The national park says this is due to recent incidents involving bears gaining access to camper food.
The closure extends from Riprap Trailhead to just south of Wildcat Ridge parking where the AT crosses Skyline Drive.
The park says the 2.5-mile camping closure does not impact any designated campsites or trail shelters or the trail itself. Only off-trail camping is affected.
At this time, there is no word on when the off-trail camping closure will be lifted.
According to a release, there have been two recent interactions involving black bears that gained access to food.
Hikers are advised to never approach or feed a bear, never store food or scented items in tents, and make sure a bear has an escape route.

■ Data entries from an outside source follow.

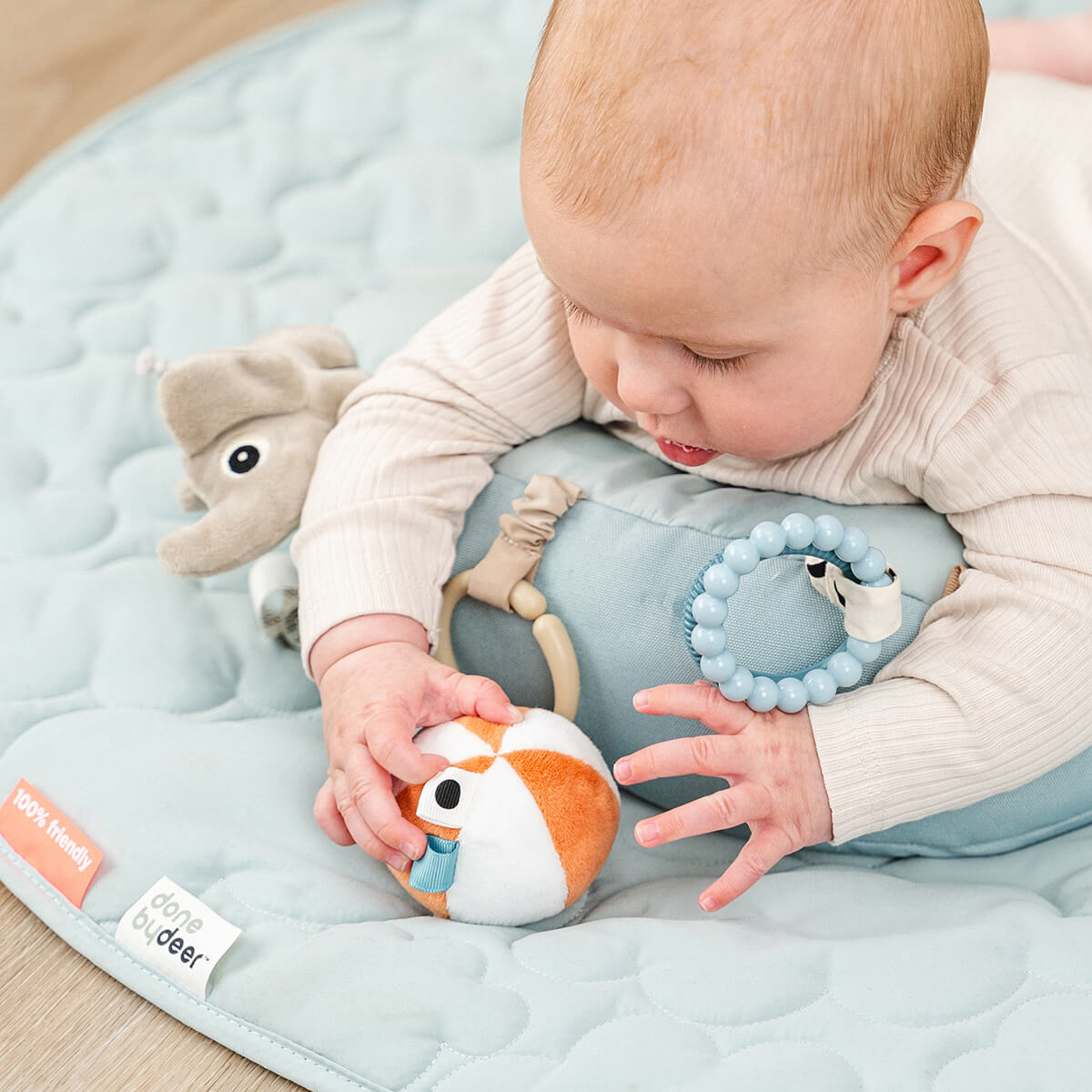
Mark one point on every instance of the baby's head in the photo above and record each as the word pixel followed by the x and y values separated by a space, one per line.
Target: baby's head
pixel 737 197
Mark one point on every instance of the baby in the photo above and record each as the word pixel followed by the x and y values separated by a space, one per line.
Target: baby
pixel 752 254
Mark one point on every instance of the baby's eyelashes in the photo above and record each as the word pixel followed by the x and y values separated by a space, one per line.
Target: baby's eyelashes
pixel 713 363
pixel 577 314
pixel 579 317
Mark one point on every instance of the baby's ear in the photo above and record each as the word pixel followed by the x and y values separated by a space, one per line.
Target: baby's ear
pixel 931 252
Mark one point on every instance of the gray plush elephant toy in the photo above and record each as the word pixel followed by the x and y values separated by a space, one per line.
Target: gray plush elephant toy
pixel 249 423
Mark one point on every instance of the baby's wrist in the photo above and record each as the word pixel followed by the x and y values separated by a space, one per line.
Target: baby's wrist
pixel 361 632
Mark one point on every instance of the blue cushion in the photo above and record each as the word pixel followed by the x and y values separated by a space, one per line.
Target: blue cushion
pixel 618 573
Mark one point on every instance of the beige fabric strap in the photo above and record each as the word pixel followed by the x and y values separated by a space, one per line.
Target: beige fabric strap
pixel 953 582
pixel 524 532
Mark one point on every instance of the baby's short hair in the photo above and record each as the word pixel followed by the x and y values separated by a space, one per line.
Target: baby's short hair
pixel 861 113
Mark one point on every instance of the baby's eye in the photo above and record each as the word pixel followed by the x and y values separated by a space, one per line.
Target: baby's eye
pixel 713 363
pixel 447 798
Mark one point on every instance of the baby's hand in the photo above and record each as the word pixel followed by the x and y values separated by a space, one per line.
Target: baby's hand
pixel 374 700
pixel 770 759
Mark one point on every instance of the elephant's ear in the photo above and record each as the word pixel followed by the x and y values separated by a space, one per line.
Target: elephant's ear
pixel 316 347
pixel 211 392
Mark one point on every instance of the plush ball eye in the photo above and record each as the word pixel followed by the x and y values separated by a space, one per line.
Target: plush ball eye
pixel 243 453
pixel 244 459
pixel 447 798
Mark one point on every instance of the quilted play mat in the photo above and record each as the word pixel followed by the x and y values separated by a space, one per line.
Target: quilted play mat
pixel 360 169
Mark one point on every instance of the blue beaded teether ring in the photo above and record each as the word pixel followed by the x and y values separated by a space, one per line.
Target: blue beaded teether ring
pixel 707 607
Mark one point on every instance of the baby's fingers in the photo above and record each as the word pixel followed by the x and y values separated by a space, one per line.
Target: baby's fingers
pixel 329 818
pixel 763 851
pixel 371 814
pixel 716 812
pixel 694 702
pixel 478 696
pixel 710 754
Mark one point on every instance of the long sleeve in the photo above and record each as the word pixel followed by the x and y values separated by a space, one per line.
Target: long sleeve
pixel 413 447
pixel 994 692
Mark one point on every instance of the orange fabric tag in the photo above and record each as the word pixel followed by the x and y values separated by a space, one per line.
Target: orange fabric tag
pixel 47 840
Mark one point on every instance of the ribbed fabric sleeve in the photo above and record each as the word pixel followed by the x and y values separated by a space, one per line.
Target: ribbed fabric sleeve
pixel 413 447
pixel 981 408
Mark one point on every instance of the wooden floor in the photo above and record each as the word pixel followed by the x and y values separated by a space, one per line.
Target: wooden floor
pixel 63 65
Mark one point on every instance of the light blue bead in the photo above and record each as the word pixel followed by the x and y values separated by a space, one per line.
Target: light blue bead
pixel 798 530
pixel 792 696
pixel 721 580
pixel 742 556
pixel 828 532
pixel 719 669
pixel 865 651
pixel 820 686
pixel 854 545
pixel 845 670
pixel 871 567
pixel 740 686
pixel 763 694
pixel 708 640
pixel 769 539
pixel 709 610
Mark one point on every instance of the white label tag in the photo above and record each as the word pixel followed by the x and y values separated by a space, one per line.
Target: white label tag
pixel 177 934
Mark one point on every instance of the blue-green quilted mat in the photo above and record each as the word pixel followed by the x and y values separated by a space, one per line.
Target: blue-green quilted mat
pixel 361 169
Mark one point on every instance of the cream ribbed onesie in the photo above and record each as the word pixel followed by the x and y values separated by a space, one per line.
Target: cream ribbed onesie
pixel 981 408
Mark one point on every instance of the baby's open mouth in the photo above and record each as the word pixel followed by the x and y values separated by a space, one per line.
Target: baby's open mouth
pixel 685 453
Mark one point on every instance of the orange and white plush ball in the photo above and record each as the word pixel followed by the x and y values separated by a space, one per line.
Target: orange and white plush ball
pixel 518 825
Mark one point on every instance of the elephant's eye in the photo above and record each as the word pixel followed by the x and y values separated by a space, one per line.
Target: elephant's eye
pixel 244 459
pixel 447 798
pixel 243 454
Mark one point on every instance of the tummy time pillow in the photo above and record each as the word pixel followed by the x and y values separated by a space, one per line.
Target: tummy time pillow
pixel 518 825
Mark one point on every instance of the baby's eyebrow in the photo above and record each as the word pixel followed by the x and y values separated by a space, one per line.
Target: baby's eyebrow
pixel 735 349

They should also make noise such as speaking in an assertive voice, singing or clapping, and avoid making direct eye contact with the animal.
Do not run from a bear, but hikers should slowly back away, especially if the bear makes a series of huffing sounds, popping jaw sounds by snapping its jaws and swatting the ground, which are all signs the bear thinks the human is too close.
Bears may stand up on their back legs or move closer if curious and trying to get a better view or pick up a scent in the air. This is not usually considered threatening behavior.
If cornered, bears will sometimes “bluff charge” if they feel threatened or are trying to defend a food source. People should stand their ground while avoiding direct eye contact and then slowly back away.
To scare a bear away, people should make loud noises, such as banging pans together or using an air horn, and make themselves look big by waving their arms. If hiking with another person, stand close together with arms raised above the head.
Bear spray should be used only as a last resort and directly sprayed at the sensitive nasal and eye areas.
The release says, though rare, if a black bear attacks, people should fight back, aiming specifically for the animal's eyes and nose.